Im using win7 and motu ultralite mk3. My interface just do good job when i plug mics/inst or using for mixing or something like that. I think thats OK with the audio interface.
IN REW, i just selected the input and output which coincides with the inputs and outputs that plugged the loopback cable.

Edit: Im tried to remove the loopback cable, plug the speakers and the Mic. With all plugged, when i go to calibrate without loopback cable, the signals appear from Left/right meter.

Doubt: When i do the calibrate, i need to remove (turnoff and remove the cable) of the speakers, and only just put the loopback cable?


----------



## deathro (Oct 10, 2012)

Edit : yeh i got it now. but i dont know if its correct. 
http://s18.postimage.org/cybhmi795/Calibration_Curve.jpg


----------



## JohnM (Apr 11, 2006)

The big drop that starts below 400Hz is not what you would expect to see, are you sure there is no EQ active?


----------



## deathro (Oct 10, 2012)

John, i really want to say thanks for you 
Thats the problem. I had a low shelf eq on that was tuned to output.
Thanks again


----------



## deathro (Oct 10, 2012)

John, i have two doubts, if you can help me:
First is about the check levels.
Edit: I found the meter SPL's own REW but 75dbSPL this meter to measure the noise must be extremely high level SPL. 
Is that right?
And for signal :
I saw this in RealTraps.com

"For some reason the Check Level button plays pink noise instead of a sine sweep, and the level is different than the sweep tone. So I just run a sweep to set levels, then cancel the measurement. The playback meter should read around -12, and you'll adjust your receiver's volume control so the sweep sounds fairly loud in the room."

I just use the pink noise or sine sweep for check levels? And also check levels with both speakers turned on?


The second point is about the position of mic : 
Maybe wayne can help me too. In the other topic called "1st time questions", you told this:

"You basically have the right idea: Measure each speaker independently and then both together. The only other thing I’d recommend is to measure and the listening position, with the mic located where your head would be, with the mic pointed at the speaker and oriented slightly upward, perhaps 20°.

But i read that 
"Most room measurements are done with the microphone at the listening position, at ear height, and pointing straight up to not favor either speaker." 

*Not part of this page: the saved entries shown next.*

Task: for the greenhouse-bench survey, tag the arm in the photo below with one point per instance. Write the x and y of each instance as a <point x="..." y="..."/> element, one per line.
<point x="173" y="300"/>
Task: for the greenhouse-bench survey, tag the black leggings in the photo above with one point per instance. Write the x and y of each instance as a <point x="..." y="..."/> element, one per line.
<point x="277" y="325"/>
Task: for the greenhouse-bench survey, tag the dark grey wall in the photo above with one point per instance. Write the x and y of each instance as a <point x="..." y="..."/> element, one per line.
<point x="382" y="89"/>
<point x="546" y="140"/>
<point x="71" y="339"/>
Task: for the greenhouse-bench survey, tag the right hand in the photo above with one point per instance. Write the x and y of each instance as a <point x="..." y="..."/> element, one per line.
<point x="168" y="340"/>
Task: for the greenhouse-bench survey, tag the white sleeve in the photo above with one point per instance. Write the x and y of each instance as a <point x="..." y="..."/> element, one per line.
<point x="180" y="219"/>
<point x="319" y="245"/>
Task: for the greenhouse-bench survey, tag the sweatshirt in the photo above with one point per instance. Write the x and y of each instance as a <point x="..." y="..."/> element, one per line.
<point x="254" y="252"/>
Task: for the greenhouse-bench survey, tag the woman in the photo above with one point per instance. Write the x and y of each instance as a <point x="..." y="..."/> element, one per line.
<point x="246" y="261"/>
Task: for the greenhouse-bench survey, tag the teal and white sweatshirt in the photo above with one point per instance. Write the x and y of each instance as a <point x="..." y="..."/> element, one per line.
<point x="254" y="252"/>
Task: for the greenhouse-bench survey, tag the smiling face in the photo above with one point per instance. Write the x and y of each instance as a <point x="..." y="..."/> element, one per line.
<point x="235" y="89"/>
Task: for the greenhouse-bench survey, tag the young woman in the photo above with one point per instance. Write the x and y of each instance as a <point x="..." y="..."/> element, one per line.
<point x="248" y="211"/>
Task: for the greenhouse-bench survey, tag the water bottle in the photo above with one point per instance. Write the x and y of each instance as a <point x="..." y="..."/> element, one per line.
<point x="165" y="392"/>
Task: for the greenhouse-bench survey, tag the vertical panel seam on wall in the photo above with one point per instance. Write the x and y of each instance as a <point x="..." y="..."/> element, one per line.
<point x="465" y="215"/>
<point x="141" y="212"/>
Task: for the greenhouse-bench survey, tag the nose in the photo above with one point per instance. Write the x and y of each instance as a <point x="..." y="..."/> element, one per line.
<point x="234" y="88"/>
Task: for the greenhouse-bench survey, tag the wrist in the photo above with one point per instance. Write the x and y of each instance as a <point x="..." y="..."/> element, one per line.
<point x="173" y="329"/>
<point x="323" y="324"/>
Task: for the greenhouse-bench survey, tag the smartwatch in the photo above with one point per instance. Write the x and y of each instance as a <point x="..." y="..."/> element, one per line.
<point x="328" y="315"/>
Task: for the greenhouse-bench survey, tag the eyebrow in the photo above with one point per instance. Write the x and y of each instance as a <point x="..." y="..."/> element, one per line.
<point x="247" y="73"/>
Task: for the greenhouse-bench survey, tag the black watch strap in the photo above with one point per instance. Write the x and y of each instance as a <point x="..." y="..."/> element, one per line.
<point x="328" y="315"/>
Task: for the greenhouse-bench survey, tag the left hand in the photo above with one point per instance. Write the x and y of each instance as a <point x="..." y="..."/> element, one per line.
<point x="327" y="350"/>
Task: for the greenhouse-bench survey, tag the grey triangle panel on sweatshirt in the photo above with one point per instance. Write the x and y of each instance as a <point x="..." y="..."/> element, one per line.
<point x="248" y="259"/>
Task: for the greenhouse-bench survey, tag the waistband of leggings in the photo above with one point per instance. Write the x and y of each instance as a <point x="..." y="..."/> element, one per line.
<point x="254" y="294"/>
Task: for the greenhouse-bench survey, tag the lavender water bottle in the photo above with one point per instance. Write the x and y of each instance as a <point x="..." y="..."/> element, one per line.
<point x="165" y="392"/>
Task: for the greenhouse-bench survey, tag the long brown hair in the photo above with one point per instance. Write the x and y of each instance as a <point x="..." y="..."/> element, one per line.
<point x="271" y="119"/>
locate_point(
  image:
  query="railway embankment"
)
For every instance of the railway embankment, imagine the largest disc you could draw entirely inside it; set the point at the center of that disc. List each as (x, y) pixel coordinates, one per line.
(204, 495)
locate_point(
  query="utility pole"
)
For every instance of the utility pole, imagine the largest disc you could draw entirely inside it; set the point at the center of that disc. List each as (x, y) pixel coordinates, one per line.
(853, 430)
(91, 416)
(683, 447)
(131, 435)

What is my wrong interpretation?

I hope was clear.
Thanks so much for support


----------



## JohnM (Apr 11, 2006)

How you orient the mic depends on what orientation its cal file was generated for (if using a cal file) and whether you are trying to capture more of the room behaviour (point it up) or a particular speaker (point it at the speaker or between them if measuring both).

When you run check levels look at the input level shown on the meters on the measurement panel (that's the one you want to be between -12 and -24 dB FS) and use your SPL meter to check the level in the room is around 75dB.


----------



## deathro (Oct 10, 2012)

John, Thanks for the Reply. When i try to do the ckeck levels, Always when i I get to 75dbSPL, the input level is around-11dbFS. if I turn up the input level to reach -12db or a little more tostay between -12 and -24dbFS, the output level turn down to 72dbSPL.
in other words,i can not reach 75db with the input range between -12 and-24db.
What is wrong?
Thanks so much


----------



## JohnM (Apr 11, 2006)

If you want to get from -11 to -12 you need to turn the input level down, not up.


----------



## deathro (Oct 10, 2012)

sorry for the wrong write. When i turn intput level down, the output turn down too.
Im using the own ECM8000 with SPL meter REW to do this. Maybe this is cause by loopback signals?


----------



## JohnM (Apr 11, 2006)

That would suggest you have a feedback loop caused by some monitoring being active or the input you are using not being muted in the playback mixer


----------